Watching Antonia, the new Prime Video dramedy immediately comes to mind Fleabag not only for the refined packaging, but also for the irresistible irony of a protagonist who moves tightrope walking between pain and laughter. Unlike its English cousin, however, Antonia it has an edge because Chiara Martegiani, who wrote and starred in the series, chose to start from something he knew well which effectively gave rise to the narrative of this somewhat disjointed character who tries to understand in which direction to go. That very personal something that Martegiani learned at his expense is endometriosisa chronic illness that put both her and Antonia in front of what seemed like an unappealable sentence: have a child now or never do it again. It is from this ultimatum that the series begins to weave its plots, but if you think you will find drama you are sadly mistaken.
In Antonia we laugh, and a lot. Thanks to a series of paradoxical situations that cannot help but make us feel sympathy for the protagonist and, above all, for six-handed writing – those of Martegiani, of Elisa Casseri and Carlotta Corradi – able to touch all the sensitive points of those who are thirty years old and must understand how to manage that internal crisis which seems to cause all the certainties we have counted on to suddenly fall like a house of cards. At the center of everything is her: Antonia, a soap actress forced to rely on a manager completely disconnected from reality who, once the disease is discovered, is called upon to make a series of choices that she would have liked to delay as much as possible. On the one hand there is Manfredi, the companion played by Valerio Mastandrea who never seems to understand it enough, and on the other hand there are both the pain of those who had to start from scratch in a city like Rome than a microcosm of more or less singular characters who will help Antonia understand what she really wants.

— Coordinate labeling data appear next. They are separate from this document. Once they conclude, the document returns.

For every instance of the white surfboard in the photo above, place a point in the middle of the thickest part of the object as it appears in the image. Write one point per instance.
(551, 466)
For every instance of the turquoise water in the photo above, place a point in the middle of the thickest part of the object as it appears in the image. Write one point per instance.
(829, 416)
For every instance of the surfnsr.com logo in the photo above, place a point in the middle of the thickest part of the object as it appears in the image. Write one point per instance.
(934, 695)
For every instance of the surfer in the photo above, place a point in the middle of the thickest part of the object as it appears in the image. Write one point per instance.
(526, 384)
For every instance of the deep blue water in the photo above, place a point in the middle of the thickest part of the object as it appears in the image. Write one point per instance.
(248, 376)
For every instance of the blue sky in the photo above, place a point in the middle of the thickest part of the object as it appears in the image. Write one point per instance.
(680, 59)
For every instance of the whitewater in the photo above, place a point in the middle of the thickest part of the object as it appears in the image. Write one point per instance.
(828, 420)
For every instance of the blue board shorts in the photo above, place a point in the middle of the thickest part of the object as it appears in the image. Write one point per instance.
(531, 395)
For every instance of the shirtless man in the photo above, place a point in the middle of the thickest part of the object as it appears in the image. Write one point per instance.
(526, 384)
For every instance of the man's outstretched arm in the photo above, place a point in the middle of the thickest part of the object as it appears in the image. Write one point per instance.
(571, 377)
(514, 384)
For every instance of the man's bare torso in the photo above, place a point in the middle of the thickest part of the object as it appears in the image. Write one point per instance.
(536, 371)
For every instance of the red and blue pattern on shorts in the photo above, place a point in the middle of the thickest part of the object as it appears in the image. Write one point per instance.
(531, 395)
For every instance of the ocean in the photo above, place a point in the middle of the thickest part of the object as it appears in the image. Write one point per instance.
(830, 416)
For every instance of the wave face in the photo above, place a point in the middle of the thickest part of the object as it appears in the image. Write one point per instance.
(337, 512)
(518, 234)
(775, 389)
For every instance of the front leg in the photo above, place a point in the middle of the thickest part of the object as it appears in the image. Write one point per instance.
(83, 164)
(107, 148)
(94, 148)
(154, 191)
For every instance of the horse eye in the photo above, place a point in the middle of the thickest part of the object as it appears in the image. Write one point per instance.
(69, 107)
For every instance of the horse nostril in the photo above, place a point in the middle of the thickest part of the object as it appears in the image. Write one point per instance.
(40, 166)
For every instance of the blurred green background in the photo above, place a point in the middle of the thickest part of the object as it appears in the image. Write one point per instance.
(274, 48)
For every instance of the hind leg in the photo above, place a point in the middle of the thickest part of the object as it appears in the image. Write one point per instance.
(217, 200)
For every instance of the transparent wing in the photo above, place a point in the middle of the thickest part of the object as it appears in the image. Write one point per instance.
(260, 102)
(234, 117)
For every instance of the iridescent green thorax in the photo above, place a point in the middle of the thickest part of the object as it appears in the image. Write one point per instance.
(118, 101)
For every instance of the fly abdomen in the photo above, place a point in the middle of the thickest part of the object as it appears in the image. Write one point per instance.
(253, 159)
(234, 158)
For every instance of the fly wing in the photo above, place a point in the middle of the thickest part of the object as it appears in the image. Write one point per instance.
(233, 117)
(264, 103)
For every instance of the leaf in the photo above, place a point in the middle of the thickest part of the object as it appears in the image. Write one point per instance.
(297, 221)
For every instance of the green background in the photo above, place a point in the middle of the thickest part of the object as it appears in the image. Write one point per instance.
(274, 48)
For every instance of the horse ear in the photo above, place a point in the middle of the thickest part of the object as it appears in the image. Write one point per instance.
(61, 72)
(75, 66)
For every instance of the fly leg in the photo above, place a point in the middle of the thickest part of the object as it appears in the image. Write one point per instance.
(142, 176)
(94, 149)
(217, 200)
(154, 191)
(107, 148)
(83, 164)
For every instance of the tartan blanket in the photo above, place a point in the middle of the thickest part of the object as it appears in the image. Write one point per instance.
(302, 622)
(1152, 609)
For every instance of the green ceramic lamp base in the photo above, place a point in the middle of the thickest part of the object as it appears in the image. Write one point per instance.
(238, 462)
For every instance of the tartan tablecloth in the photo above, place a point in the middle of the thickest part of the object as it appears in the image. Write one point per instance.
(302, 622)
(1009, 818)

Between analysis sessions, chairs to fill, thought-busting drumswishes to express in front of a birthday cake, voice messages shouted inside an Atac bus and Z series sets in which costume designers do their best to erase traces of blood from a cool wool suit, Antonia it's a breath of fresh air like few others come across, and the credit goes entirely to Chiara Martegiani, an actress who shone in He laughs, Mastandrea's beautiful debut film, in a very intense and dramatic role which he shows he possesses here an ironic figure and partly cynical – it emerges every time she calls her friend because she needs something, ignoring the unfortunate woman's thousand problems – which we feel we can no longer do without. The series, directed by Chiara Maltais a Fidelio e production Greenland (a Banijay Group company) in collaboration with Prime Video and Rai Fiction.